Abstract:We introduce DeepSets Operator Networks (DeepOSets), an efficient, non-autoregressive neural network architecture for in-context operator learning. In-context learning allows a trained machine learning model to learn from a user prompt without further training. DeepOSets adds in-context learning capabilities to Deep Operator Networks (DeepONets) by combining it with the DeepSets architecture. As the first non-autoregressive model for in-context operator learning, DeepOSets allow the user prompt to be processed in parallel, leading to significant computational savings. Here, we present the application of DeepOSets in the problem of learning supervised learning algorithms, which are operators mapping a finite-dimensional space of labeled data into an infinite-dimensional hypothesis space of prediction functions. In an empirical comparison with a popular autoregressive (transformer-based) model for in-context learning of the least-squares linear regression algorithm, DeepOSets reduced the number of model weights by several orders of magnitude and required a fraction of training and inference time. Furthermore, DeepOSets proved to be less sensitive to noise, outperforming the transformer model in noisy settings.
What problem does this paper attempt to address?
The problem that this paper attempts to solve is: in the context of supervised learning operators, how to efficiently perform non - autoregressive in - context learning (ICL). Specifically, the authors propose the DeepOSets model, aiming to improve the in - context learning ability of supervised learning operators by combining the DeepSets and DeepONets architectures. This method can process the data in user prompts in parallel, thereby significantly reducing the demand for computational resources and performing better in noisy environments.

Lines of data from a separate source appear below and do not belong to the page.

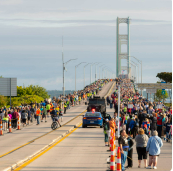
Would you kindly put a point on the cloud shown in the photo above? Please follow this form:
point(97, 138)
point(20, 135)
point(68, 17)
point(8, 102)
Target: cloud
point(74, 23)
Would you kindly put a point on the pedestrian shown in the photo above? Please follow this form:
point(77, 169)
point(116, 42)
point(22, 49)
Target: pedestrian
point(48, 106)
point(24, 117)
point(128, 123)
point(38, 113)
point(132, 127)
point(141, 143)
point(123, 143)
point(146, 126)
point(153, 122)
point(60, 113)
point(168, 128)
point(44, 115)
point(29, 115)
point(153, 147)
point(136, 126)
point(65, 107)
point(5, 120)
point(159, 125)
point(106, 132)
point(111, 103)
point(130, 152)
point(15, 116)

### Core Problems of the Paper
1. **Efficiency Problem of In - context Learning**
- Existing autoregressive models (such as Transformer - based models) need to process data points one by one in sequence when dealing with in - context learning, resulting in high computational complexity, especially in the inference stage.
- DeepOSets reduces the time complexity of training and inference by processing input data in parallel.
2. **Optimization of the Number of Parameters and Computational Resources**
- Deep learning models usually have a large number of parameters, which not only increases the computational burden but also makes it difficult to deploy the model in resource - constrained environments.
- DeepOSets significantly reduces the number of model parameters. For example, in the experiment, DeepOSets achieves similar or even better performance with only 72K parameters compared to a Transformer model with 22M parameters.
3. **Robustness to Noise**
- In practical applications, input data often contains noise, which challenges the generalization ability and accuracy of the model.
- DeepOSets shows stronger noise - resistance ability and performs better than the Transformer model in noisy environments.
### Solutions
- **DeepOSets Architecture**
- It combines the advantages of DeepSets and DeepONets, can handle different numbers of context examples, and is invariant to the permutation of input data.
- The DeepSets module ensures that the model can accept a variable number of context examples and maintain permutation invariance.
- **Linear Time Complexity**
- DeepOSets has a linear time complexity \(O(n)\) during inference, and when the context examples are fixed, the time complexity for predicting new query points is a constant \(O(1)\), which is far better than the quadratic time complexity \(O(n^{2})\) of Transformer.
### Experimental Results
- **Low - Dimensional and High - Dimensional Linear Regression Tasks**
- DeepOSets performs excellently in low - dimensional linear regression tasks, especially in noisy environments, where its test mean - squared error (MSE) is an order of magnitude lower than that of the Transformer model.
- In high - dimensional linear regression tasks, although the accuracy of DeepOSets is slightly lower than that of Transformer, it still shows better robustness in noisy environments.
- **Training and Inference Speed**
- The training time of DeepOSets is only 9 minutes, while the Transformer model requires 3 hours.
- In terms of inference time, DeepOSets only needs 0.087 milliseconds per query, while the Transformer model needs 7.11 milliseconds.
In conclusion, this paper solves the problems of low efficiency, large number of parameters, and poor noise - resistance ability in in - context learning of existing autoregressive models by proposing the DeepOSets model, providing a more efficient and robust solution.